Our total number of budgeted law enforcement positions is 1,438. However, we haven’t been at that level since 2008. At this time last year, we had 1,395 law enforcement officers. We now have 1,358. So we have 37 fewer officers than we did at this time last year, for a total of 80 law enforcement vacancies.
We typically make up for attrition through two police Academy classes per year, composed of between 40 and 50 recruits. We have 10 recruits currently in the Academy, and no other classes scheduled at this time to stay within our budget.

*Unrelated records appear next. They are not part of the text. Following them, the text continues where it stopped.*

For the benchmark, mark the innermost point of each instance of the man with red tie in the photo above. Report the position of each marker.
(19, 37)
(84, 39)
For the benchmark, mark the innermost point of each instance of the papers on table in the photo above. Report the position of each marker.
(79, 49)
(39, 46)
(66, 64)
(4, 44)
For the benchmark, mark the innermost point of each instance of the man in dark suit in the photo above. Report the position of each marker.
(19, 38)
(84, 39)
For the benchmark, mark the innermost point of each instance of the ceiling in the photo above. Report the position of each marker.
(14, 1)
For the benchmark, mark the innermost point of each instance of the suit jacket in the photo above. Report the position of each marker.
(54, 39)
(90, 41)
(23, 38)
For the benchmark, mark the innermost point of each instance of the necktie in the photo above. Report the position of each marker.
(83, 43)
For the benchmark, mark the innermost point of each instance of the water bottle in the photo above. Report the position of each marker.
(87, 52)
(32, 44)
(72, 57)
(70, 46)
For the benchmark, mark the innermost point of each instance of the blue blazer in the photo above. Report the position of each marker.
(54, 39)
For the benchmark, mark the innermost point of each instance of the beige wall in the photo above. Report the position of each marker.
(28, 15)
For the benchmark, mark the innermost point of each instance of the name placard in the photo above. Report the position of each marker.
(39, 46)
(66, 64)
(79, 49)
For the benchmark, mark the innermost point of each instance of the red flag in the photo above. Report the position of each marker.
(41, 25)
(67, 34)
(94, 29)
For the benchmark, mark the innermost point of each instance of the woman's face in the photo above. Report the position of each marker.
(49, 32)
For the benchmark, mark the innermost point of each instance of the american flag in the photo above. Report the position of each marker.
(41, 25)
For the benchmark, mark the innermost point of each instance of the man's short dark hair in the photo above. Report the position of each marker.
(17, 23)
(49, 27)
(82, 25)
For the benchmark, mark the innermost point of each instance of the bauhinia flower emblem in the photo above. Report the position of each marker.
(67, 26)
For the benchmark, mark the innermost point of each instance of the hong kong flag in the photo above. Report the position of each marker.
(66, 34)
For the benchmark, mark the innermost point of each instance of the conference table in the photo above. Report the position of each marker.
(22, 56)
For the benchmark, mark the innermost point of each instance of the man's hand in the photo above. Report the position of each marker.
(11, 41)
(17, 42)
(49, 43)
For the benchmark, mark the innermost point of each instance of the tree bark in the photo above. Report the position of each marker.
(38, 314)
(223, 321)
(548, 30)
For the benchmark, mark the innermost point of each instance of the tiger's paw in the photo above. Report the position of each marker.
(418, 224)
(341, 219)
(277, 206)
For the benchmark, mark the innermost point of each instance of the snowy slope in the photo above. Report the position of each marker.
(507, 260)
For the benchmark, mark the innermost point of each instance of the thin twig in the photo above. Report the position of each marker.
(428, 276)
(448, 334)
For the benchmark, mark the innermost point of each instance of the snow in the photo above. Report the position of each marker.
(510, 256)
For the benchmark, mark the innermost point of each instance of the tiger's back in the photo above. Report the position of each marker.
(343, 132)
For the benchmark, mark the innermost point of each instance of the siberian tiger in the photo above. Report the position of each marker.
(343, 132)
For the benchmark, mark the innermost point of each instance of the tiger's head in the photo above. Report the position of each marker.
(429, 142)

The majority of our law enforcement staff is in the Patrol Bureau. These are the officers you see on the streets. That Bureau has 63 law enforcement vacancies right now, compared to 74 at the beginning of 2014. That’s not quite comparing apples to oranges, though, because the Patrol Bureau gave up 25 spots later in 2014 to form the Violent Crimes Enforcement Division. This group now is assigned to the Investigations Bureau and is charged with seeking out individuals who are identified as being involved in violent criminal activity. The Violent Crimes Enforcement Division Officers essentially provide a proactive patrol function. They don’t usually answer 911 calls for service, however.
The Patrol Bureau also is down 20 civilian staff members, who serve in positions such as desk clerk and detention officer. Sometimes, officers have to be pulled in off the streets to fill these positions. Overall, our department has 112 civilian vacancies, compared to 79 at this time last year.
Some patrol divisions are hurting more than others. North Patrol has 13 vacancies, the greatest of any division. Each patrol division commander must engage in a delicate balancing act to ensure there are enough officers on duty 24 hours a day to answer all the calls for service in their division in a timely manner. This can involve everything from overtime to using reserve officers. We have 11 more reserve officers right now than we did at this time last year, for a total of 37. Most reserves are officers who have resigned or retired from KCPD. They keep current on training as any other officer would, and they work on a volunteer basis. Reserves must work a minimum of 288 hours a year, which equates to about 6 hours weekly. Additionally, every Friday, Saturday and Sunday night, an extra four officers and a sergeant are assigned to hot spot areas in the East, Central, and Metro patrol divisions. Every sergeant, detective and officer on this department not in an under-cover assignment must work six days annually in a hot spot assignment.
Could we use more officers? Certainly. Being fully staffed could lead to reduced response times and allow officers greater flexibility in time off and for proactive work. But we are good stewards of the resources we have. We are doing everything we can to ensure the community’s needs for safety and security are met, and we appreciate residents’ cooperation with us in doing so.